Construction and demolition waste (CDW) is one of the most significant waste streams in the EU, accounting for over 800 million tonnes per year. It consists of numerous materials, including concrete, bricks, gypsum, wood, glass, metals, plastic, solvents, asbestos and excavated soil, many of which can be recycled. CDW arises from activities such as the construction of buildings and civil infrastructure, total or partial demolition of buildings and civil infrastructure, road construction and maintenance. Different definitions of CDW are applied throughout the EU, which makes cross-country comparisons difficult.

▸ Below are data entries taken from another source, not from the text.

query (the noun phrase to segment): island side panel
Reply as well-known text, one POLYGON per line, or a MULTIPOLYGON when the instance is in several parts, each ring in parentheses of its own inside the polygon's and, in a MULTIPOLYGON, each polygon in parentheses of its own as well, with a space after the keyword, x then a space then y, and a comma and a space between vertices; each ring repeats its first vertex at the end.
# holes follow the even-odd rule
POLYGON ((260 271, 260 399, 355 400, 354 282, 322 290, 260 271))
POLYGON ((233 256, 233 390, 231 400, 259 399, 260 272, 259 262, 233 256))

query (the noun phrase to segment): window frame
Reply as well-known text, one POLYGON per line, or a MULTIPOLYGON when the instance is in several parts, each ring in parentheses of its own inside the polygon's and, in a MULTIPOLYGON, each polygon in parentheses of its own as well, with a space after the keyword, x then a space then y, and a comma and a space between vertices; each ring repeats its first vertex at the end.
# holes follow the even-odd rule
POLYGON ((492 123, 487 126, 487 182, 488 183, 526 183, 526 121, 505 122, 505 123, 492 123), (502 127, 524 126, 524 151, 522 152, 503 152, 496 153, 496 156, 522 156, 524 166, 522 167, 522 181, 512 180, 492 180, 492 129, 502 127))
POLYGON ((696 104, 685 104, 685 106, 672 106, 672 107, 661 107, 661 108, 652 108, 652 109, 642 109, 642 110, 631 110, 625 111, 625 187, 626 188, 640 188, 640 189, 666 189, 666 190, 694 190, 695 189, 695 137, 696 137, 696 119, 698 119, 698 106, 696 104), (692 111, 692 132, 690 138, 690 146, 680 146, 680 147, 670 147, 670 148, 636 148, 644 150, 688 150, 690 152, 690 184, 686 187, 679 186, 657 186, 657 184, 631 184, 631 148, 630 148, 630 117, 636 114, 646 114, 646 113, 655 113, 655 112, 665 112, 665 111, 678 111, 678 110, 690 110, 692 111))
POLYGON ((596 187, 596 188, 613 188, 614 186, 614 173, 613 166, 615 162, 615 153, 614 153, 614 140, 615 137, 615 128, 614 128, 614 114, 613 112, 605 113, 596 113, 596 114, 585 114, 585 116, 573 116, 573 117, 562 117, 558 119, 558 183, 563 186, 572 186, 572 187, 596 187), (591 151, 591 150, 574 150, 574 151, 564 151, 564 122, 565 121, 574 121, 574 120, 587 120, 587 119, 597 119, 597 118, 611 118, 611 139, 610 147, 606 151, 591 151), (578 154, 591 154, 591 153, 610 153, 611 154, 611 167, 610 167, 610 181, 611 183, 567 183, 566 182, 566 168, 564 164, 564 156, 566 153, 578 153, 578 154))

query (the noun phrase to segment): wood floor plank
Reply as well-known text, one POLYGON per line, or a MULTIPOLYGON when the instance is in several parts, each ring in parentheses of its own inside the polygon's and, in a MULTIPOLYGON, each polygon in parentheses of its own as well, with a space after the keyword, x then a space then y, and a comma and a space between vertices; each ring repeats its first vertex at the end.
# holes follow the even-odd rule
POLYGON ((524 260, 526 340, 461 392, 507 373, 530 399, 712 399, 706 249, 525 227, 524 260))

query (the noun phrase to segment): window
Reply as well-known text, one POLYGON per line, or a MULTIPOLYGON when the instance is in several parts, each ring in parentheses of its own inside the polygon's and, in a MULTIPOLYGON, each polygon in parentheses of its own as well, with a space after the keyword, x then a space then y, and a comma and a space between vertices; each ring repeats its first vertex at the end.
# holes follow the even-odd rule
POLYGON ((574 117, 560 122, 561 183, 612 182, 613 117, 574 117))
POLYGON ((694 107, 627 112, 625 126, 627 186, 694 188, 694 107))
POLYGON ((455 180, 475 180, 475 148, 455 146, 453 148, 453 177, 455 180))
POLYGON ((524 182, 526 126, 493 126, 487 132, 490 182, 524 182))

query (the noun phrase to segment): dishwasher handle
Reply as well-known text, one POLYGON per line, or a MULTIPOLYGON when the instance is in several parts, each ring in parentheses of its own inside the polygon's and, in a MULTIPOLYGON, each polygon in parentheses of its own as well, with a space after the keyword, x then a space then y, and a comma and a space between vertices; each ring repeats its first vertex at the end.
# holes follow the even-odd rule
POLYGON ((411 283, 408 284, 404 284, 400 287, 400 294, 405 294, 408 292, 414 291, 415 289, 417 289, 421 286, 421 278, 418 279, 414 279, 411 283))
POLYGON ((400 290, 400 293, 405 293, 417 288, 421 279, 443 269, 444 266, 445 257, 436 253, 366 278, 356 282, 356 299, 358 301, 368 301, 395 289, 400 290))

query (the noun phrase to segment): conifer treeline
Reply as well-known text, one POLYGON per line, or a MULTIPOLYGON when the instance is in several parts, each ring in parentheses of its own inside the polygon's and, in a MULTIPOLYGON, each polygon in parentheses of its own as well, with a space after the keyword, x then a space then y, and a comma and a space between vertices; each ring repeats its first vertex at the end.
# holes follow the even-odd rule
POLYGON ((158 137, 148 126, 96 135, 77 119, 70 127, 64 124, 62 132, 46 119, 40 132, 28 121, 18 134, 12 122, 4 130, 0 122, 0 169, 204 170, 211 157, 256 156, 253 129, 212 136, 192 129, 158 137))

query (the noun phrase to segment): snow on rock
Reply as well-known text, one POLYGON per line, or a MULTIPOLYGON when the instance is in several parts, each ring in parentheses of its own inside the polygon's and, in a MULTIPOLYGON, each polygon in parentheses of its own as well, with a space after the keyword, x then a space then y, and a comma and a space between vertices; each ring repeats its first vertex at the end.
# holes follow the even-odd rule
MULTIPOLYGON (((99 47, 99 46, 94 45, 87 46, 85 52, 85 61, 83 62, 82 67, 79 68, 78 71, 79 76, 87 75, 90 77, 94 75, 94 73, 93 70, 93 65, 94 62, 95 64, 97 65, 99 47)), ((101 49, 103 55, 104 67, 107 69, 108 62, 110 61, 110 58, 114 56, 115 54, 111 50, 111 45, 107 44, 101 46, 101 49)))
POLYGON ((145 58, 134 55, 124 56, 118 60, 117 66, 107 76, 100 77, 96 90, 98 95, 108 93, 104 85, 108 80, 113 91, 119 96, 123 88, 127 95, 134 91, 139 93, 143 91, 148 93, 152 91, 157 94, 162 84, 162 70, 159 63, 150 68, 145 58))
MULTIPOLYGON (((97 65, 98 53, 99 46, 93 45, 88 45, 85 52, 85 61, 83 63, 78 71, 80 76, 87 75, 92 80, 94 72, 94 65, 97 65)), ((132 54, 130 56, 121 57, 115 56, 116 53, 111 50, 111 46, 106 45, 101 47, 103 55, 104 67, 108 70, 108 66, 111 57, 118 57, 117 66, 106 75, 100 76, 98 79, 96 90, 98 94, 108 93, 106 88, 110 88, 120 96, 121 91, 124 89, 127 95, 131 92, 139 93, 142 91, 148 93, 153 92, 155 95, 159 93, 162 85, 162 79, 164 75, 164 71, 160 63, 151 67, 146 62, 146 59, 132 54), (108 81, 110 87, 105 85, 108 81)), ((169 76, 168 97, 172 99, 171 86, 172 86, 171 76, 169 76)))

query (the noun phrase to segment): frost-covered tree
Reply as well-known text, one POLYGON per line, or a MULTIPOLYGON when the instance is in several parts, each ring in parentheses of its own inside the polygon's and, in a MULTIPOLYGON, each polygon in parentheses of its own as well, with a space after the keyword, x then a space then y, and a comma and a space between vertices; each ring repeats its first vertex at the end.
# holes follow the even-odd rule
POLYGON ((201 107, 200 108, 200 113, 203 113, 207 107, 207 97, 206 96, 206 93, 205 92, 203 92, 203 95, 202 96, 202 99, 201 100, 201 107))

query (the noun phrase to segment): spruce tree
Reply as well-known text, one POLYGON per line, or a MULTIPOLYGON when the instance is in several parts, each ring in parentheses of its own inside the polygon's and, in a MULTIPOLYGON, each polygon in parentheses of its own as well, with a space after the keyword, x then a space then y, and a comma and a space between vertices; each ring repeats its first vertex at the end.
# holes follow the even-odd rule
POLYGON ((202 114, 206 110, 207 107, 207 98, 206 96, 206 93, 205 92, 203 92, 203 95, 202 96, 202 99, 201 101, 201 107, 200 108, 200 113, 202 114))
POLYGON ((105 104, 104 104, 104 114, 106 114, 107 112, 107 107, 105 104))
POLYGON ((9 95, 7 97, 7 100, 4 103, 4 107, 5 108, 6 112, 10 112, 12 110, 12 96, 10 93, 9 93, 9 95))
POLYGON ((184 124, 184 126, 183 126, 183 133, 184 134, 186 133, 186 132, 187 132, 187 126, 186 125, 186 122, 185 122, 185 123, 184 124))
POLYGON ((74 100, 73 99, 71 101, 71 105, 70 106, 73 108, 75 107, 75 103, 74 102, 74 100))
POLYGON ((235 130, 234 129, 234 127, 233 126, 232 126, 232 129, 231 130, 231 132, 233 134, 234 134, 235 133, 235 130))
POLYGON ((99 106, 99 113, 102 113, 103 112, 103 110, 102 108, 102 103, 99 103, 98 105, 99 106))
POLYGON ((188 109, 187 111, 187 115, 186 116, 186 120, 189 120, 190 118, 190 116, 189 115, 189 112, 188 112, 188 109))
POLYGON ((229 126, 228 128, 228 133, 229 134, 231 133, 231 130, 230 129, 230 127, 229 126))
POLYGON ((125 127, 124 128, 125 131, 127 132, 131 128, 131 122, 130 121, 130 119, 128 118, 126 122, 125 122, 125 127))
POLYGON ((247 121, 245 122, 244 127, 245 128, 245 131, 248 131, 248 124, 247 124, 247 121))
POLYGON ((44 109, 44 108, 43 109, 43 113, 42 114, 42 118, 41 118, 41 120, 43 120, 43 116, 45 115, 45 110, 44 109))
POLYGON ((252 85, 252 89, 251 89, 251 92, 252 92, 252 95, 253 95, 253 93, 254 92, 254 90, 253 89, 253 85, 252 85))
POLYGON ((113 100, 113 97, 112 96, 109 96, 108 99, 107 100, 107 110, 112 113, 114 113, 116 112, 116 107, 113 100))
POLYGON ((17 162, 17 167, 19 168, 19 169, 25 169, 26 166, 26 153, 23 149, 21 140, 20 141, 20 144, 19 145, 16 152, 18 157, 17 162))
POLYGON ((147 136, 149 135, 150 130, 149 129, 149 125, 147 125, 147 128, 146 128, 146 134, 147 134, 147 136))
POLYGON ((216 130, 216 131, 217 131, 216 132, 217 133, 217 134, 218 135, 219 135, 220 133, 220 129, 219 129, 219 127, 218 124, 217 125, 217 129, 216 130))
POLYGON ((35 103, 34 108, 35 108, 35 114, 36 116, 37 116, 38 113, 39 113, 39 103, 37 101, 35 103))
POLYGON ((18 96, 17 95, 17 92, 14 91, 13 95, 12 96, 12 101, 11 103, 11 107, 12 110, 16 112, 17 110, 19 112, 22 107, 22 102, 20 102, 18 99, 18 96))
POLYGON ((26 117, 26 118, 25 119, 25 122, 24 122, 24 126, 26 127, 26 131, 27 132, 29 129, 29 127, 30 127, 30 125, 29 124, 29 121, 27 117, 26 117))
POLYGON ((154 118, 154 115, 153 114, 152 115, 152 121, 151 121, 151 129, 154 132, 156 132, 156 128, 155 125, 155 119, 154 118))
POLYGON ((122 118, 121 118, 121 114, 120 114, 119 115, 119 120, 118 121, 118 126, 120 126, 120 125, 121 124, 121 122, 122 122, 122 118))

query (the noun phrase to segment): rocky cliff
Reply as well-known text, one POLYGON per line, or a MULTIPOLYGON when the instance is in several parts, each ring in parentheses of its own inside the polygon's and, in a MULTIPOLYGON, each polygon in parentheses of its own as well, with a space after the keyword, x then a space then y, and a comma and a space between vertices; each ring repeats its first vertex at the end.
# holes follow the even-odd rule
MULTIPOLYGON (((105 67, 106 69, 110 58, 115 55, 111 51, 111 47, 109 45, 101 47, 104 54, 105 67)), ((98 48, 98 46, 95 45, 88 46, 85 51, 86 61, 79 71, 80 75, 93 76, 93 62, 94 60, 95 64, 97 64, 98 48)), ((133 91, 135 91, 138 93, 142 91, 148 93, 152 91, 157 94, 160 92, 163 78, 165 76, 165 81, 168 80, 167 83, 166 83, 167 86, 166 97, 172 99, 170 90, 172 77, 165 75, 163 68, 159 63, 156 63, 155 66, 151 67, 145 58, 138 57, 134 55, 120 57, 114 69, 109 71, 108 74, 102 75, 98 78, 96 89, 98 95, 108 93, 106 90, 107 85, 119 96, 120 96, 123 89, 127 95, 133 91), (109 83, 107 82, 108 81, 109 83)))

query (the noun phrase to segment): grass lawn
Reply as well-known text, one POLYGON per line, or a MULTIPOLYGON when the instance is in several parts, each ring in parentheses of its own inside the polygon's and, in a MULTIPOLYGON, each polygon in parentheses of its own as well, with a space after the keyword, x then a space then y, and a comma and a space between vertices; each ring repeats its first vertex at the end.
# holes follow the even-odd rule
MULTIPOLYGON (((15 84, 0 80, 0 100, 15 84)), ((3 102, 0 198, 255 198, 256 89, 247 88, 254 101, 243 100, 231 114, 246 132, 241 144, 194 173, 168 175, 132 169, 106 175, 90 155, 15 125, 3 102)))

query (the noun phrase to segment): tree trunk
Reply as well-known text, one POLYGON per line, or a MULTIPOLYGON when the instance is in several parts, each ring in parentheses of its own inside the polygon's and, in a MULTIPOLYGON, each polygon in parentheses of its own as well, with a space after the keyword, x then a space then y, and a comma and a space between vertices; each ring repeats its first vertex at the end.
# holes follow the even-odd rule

Construction and demolition waste has a high potential for recycling and re-use, since some of its components have a high resource value. In particular, there is a re-use market for aggregates derived from CDW waste in roads, drainage and other construction projects. In view of the importance of this waste stream, the lack of comprehensive information regarding the situation in the Member States (and some uncertainty linked to official CDW statistics), it was appropriate to perform an in-depth analysis of the situation, identifying best practices, as well as the key factors to achieve a sustainable management of CDW and formulating recommendations for action.
The work was divided in 5 different interconnected tasks, including:
Task 1: Diagnosis of the situation as regards CDW management in the EU Member States, including the distance to the target defined in Article 11 of the Waste Framework Directive.
Task 2: Development of 6 case studies.
Task 3: Identification of good practices related to creating conditions for a sustainable management of CDW.
Task 4: Assessment of the reliability of CDW statistics, including plausibility checks. Proposals for the improvement of CDW statistics.
Task 5: Preparation and organisation of a seminar.
Member States factsheets
Six case studies
On 25 May 2016 a workshop was held in Brussels to discuss the findings of the study and present best practices. The workshop focussed on 6 key topics which were discussed in separate breakout sessions: targets for CDW and backfilling; waste prevention, demolition practices; reuse; markets for recycled products; data and statistics.